Medici e ricercatori d’accordo: l’alternativa al trapianto di midollo è la terapia genetica

Sono tante le tappe del viaggio che i pazienti talassemici affrontano nel corso della loro vita per arrivare alla meta della guarigione. Il percorso per sconfiggere la malattia genetica è tortuoso già dall’inizio: il cammino dei malati è delineato infatti da periodiche trasfusioni di sangue, a cui si devono sottoporre ogni 3 settimane, dove il ferro accumulato mina, giorno dopo giorno, i loro organi vitali. A oggi, sebbene la terapia ferrochelante, abbia fatto passi da gigante negli anni, garantendo ai talassemici dei risultati incoraggianti a medio termine, l’unica strada per guarire è rappresentata dal trapianto di midollo osseo, grazie a donatori compatibili e non.
Sono partiti da questa certezza i medici e i ricercatori che si sono riuniti, a Palazzo Madama, in occasione della giornata mondiale della talassemia. Nel corso del convegno, organizzato dalla Site - società italiana di talassemia e emoglobinopatie - e dalla Fondazione Giambrone, a cui hanno partecipato Cesare Cursi, presidente azzurro della commissione Industria, Commercio e Turismo e il senatore Sergio De Gregorio, è stata presentata alla stampa una via terapeutica alternativa che mira a sconfiggere la talassemia: la terapia genica. «Il paziente deve liberarsi dalla dipendenza della trasfusione e produrre in maniera autonoma i globuli rossi sani - ha spiegato Michel Sadelain, ricercatore americano impegnato nel progetto sperimentale -. L’intervento consiste nel prelevare al talassemico delle cellule staminali, a cui viene iniettato un vettore della famiglia dei lenivirus, reso innocuo, che contiene l’informazione corretta per la sintesi dei geni della beta globulina.

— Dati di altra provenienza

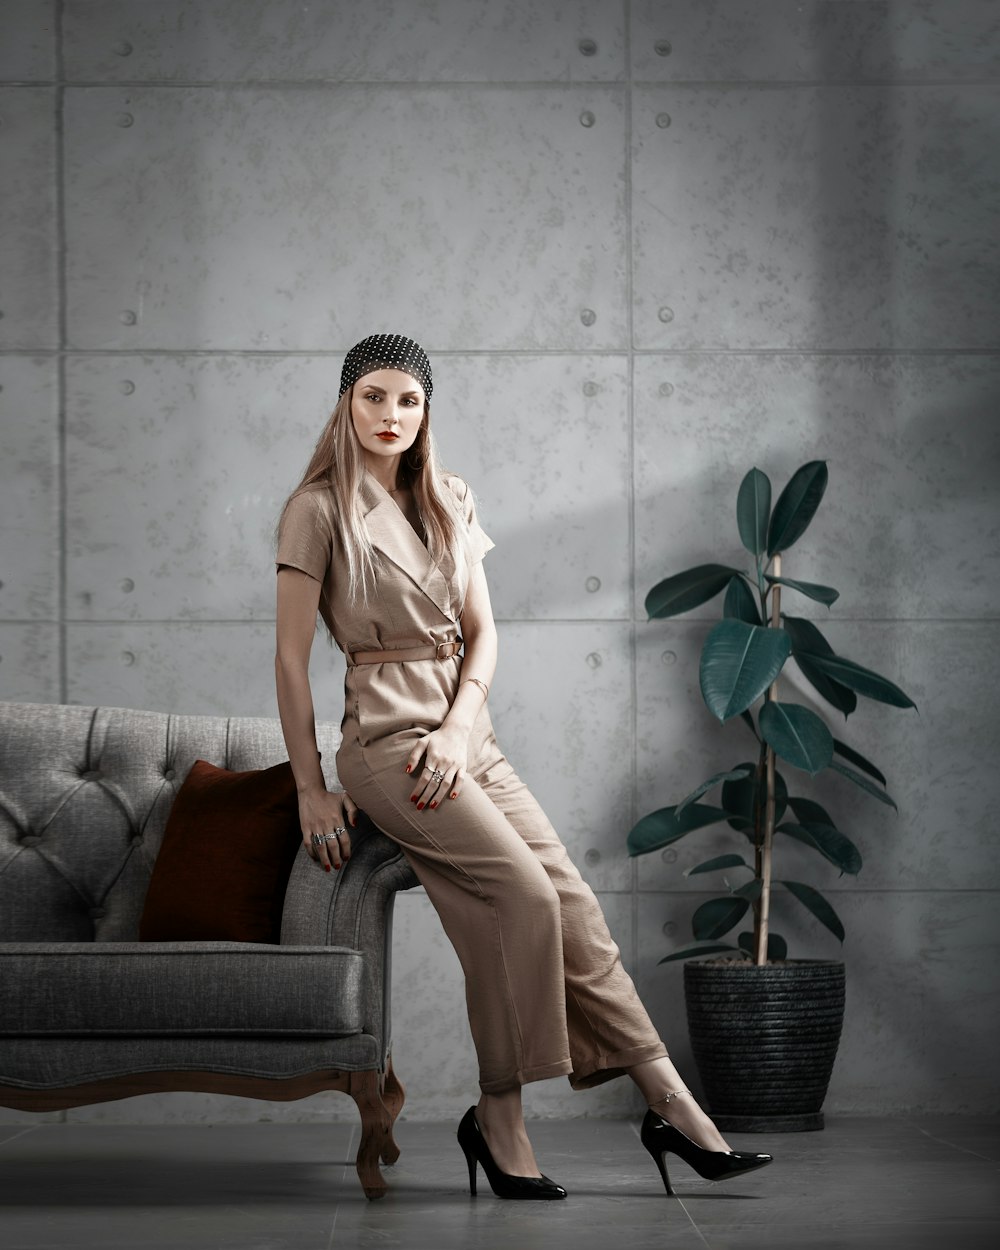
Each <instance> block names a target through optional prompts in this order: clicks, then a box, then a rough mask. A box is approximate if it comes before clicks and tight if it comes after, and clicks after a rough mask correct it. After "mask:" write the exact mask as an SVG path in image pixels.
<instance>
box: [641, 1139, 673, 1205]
mask: <svg viewBox="0 0 1000 1250" xmlns="http://www.w3.org/2000/svg"><path fill="white" fill-rule="evenodd" d="M642 1145H644V1146H646V1143H645V1141H644V1143H642ZM646 1150H649V1153H650V1154H651V1155H652V1161H654V1163H655V1164H656V1166H657V1168H659V1169H660V1178H661V1179H662V1183H664V1189H665V1190H666V1196H667V1198H672V1196H674V1186H672V1185H671V1184H670V1176H669V1175H667V1171H666V1154H665V1151H657V1150H651V1149H650V1148H649V1146H646Z"/></svg>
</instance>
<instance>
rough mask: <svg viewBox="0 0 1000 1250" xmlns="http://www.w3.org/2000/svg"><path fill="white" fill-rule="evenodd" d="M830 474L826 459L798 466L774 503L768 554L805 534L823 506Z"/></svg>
mask: <svg viewBox="0 0 1000 1250" xmlns="http://www.w3.org/2000/svg"><path fill="white" fill-rule="evenodd" d="M829 476H830V475H829V474H828V471H826V461H825V460H810V461H809V464H806V465H803V467H801V469H796V471H795V472H794V474H793V476H791V480H790V481H789V484H788V486H785V489H784V490H783V491H781V494H780V495H779V496H778V502H776V504H775V505H774V511H773V512H771V524H770V527H769V530H768V555H775V552H778V551H788V549H789V547H790V546H791V545H793V544H794V542H798V541H799V539H800V537H801V536H803V534H805V531H806V530H808V529H809V522H810V521H811V520H813V517H814V516H815V515H816V509H818V507H819V506H820V500H821V499H823V496H824V492H825V490H826V482H828V480H829Z"/></svg>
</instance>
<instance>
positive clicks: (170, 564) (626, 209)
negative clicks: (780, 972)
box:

Le cellule trattate - ha continuato - vengono poi reinfuse nel paziente e danno vita a globuli rossi sani. La terapia basata sul gene beta globinico farebbe diminuire i casi di rigetto, poiché le cellule trapiantate appartengono allo stesso talassemico». Tempestivià e diagnosi precoce sono la chiave secondo Paolo Cianciulli, alla guida del centro microcitemie del Sant’Eugenio: «Sono fondamentali perché consentono al malato di iniziare entro il primo anno di vita, la terapia trasfusionale e di prevenire i danni cardiaci causati dalla patologia ereditaria».